Bilirgen, mevcut durum itibarıyla enerji ihtiyacının yaklaşık yüzde 50'sinin yerli kaynaklardan karşılanabildiğine dikkati çekerek, şöyle devam etti:
"Son yıllardaki trende baktığımızda özellikle yenilenebilir enerji kaynaklarına yapılan yatırımların artış oranının diğer kaynaklara göre çok hızlı olduğunu görüyoruz. Yakıtı ithal kaynaklardan oluşan doğalgaz ve ithal kömür alanlarında ise yatırımlarda önemli bir duraksama olduğu dikkat çekiyor. Rüzgar, güneş ve jeotermal alanlarında kapasitenin yükselen bir hızda artmasını bekliyoruz. Rüzgarda yakın zamanda birçok bölgeyi içeren toplam bin ile bin 700 megavat arasında bir kapasite için YEKA ihalesi yapılacak. Burada özellikle Trakya bölgesi, Kayseri, Niğde, Sivas, Malatya, Denizli bölgelerinde yoğunlaşılabileceğini tahmin ediyoruz. Yine YEKA dışında TEİAŞ'ın açıkladığı yaklaşık 710 megavatlık bir bağlantı kapasitesi de YEKA dışı projelere ayrıldı."
"Yeni YEKA Karapınar veya Niğde'de olabilir"
Karapınar'da gerçekleştirilen güneş YEKA ihalesinin etkilerine de değinen Bilirgen, "Güneşte Konya Karapınar'da yapılan ihale sonrasında bir sonraki YEKA ihale alanının da yine Karapınar'da ek alan veya Niğde'de olabileceğini düşünüyoruz. Söz konusu bu yeni alanlar için Karapınar'da bin 600, Niğde'de bin 200 megavat potansiyel kapasiteden söz ediliyor. Jeotermal alanında belli dönemlerde yeni alanlar ihaleye konuluyor. Orada Maden Tetkik Arama Genel Müdürlüğünün yine ihale etmek istediği birçok saha bulunduğunu düşünüyoruz.
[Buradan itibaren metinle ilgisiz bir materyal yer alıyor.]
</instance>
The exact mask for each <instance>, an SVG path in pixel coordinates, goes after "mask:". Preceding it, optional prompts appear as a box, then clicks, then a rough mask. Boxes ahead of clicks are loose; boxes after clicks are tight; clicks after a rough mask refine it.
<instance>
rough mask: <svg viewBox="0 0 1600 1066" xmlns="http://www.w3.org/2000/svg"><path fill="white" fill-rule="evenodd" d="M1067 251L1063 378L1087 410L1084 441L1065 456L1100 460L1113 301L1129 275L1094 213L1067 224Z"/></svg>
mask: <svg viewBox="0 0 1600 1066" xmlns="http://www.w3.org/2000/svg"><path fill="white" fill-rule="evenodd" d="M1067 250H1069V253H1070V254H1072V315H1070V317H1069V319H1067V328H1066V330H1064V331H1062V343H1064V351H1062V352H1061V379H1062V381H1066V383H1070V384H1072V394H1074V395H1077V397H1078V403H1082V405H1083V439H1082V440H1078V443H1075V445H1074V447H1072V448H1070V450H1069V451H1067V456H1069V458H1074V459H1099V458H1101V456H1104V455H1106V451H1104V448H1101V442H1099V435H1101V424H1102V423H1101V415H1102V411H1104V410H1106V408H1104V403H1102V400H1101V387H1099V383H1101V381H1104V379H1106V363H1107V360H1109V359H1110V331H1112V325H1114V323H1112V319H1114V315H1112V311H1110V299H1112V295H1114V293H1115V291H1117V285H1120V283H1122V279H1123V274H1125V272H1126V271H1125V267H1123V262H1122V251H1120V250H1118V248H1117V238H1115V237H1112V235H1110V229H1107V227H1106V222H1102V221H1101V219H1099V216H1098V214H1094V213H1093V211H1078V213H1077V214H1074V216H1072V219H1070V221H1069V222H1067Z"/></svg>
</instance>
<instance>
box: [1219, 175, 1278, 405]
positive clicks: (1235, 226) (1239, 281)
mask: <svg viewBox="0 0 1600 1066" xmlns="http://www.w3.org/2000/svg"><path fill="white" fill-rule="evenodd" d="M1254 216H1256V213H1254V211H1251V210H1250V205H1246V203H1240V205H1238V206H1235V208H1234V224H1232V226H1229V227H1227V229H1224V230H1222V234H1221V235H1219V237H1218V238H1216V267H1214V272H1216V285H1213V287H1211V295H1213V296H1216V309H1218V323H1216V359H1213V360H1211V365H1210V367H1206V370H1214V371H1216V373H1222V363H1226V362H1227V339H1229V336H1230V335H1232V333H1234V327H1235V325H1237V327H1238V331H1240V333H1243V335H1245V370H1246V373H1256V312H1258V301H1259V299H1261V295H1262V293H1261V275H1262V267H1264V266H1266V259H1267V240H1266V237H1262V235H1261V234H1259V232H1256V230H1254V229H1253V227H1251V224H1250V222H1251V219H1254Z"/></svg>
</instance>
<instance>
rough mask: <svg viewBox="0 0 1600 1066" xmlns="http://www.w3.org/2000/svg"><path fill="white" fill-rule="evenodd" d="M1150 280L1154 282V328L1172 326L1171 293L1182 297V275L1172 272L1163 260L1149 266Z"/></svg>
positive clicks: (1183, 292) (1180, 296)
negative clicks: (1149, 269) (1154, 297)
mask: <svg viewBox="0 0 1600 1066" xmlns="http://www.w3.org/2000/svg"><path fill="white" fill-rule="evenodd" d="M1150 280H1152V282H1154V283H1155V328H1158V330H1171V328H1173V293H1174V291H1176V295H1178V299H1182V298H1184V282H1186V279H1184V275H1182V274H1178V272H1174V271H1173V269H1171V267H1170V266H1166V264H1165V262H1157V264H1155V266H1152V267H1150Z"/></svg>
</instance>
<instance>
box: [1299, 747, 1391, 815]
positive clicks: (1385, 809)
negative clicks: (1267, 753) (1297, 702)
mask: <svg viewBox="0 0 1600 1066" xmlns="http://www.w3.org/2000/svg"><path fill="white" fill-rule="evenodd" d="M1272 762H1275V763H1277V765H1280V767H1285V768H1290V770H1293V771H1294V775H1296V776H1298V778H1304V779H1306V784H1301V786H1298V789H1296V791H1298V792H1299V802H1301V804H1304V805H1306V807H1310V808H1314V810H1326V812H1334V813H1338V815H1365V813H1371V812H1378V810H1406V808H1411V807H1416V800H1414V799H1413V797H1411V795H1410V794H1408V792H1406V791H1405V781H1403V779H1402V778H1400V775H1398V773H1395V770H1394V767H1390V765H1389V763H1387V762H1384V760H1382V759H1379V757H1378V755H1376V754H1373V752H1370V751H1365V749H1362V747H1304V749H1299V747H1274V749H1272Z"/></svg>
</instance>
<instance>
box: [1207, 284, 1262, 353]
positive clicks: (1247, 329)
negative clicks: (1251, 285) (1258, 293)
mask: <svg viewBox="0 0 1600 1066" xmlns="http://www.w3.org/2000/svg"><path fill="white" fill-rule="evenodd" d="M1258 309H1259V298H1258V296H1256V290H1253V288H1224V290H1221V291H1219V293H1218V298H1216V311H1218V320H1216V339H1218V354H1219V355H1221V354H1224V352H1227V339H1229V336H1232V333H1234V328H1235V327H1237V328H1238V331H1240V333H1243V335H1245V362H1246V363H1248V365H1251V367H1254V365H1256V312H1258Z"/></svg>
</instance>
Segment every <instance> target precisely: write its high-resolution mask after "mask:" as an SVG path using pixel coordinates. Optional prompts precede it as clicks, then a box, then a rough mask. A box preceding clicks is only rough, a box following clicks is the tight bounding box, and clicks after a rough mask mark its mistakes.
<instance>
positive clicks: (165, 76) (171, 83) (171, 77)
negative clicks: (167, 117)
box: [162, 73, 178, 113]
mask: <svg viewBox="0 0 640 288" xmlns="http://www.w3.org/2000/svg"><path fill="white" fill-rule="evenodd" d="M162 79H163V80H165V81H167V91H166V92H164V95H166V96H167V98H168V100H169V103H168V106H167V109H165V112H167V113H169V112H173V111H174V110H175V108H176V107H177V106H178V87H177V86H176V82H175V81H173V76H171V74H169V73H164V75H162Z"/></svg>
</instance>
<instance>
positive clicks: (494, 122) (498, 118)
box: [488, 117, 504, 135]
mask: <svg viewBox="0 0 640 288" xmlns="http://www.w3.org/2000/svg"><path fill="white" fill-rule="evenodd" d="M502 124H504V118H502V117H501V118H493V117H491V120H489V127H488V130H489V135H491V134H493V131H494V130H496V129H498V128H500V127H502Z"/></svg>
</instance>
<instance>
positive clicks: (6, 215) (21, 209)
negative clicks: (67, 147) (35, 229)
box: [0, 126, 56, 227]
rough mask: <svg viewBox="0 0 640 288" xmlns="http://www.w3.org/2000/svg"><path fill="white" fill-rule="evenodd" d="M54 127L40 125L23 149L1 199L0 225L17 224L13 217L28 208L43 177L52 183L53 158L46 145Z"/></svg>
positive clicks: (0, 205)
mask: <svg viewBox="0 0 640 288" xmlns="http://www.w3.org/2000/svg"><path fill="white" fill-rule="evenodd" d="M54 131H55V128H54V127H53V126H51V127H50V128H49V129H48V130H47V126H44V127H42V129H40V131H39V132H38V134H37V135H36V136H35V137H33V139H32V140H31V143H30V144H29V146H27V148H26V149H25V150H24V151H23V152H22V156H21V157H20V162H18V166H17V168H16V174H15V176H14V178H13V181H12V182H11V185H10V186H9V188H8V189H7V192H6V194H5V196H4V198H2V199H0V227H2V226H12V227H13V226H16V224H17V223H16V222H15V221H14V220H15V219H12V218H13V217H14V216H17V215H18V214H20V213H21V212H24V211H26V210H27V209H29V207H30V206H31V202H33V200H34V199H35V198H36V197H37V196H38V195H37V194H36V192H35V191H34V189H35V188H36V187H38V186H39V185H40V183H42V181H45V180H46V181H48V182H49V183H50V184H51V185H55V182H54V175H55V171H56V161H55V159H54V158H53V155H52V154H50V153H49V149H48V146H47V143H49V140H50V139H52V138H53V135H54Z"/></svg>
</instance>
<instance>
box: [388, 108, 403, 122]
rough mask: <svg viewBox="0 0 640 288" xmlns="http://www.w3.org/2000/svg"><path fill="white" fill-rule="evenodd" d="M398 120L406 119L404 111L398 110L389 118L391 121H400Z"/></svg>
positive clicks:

Yatırımcı için önemli bir fırsat olacaktır." ifadelerini kullandı.
Hidroelektrik santralleri alanında Türkiye'deki mevcut kapasitenin önemli bir kısmının geliştirilmiş olmasına rağmen hala yapılması planlanan büyük santraller bulunduğunu da aktaran Bilirgen, "Yeni yeni projelerin ortaya çıktığı yerli linyit santrallerinin ise önümüzdeki yıllarda en hızlı kapasite artışı sağlayacak alan olma ihtimali yüksek. Planlanan linyit yatırımları devreye alınabilirse doğalgaz ve ithal kömür santrallerinin piyasadan aldığı pay daha da daralacak ve hedeflenen üçte ikilik oran tutturulabilecektir." değerlendirmesinde bulundu.
Güneş enerjisinde bu yıl 27 Mart'ta gerçekleştirilen Karapınar YEKA ihalesinde Kalyon-Hanwha Grubu kilovatsaat başına 6,99 dolar/sent teklif vererek ihaleyi kazanmıştı. Grup, Karapınar'da bin megavat kapasiteli güneş santraliyle 500 megavat kapasiteli modül üretim fabrikası için yaklaşık 1,3 milyar dolarlık yatırım yapacak.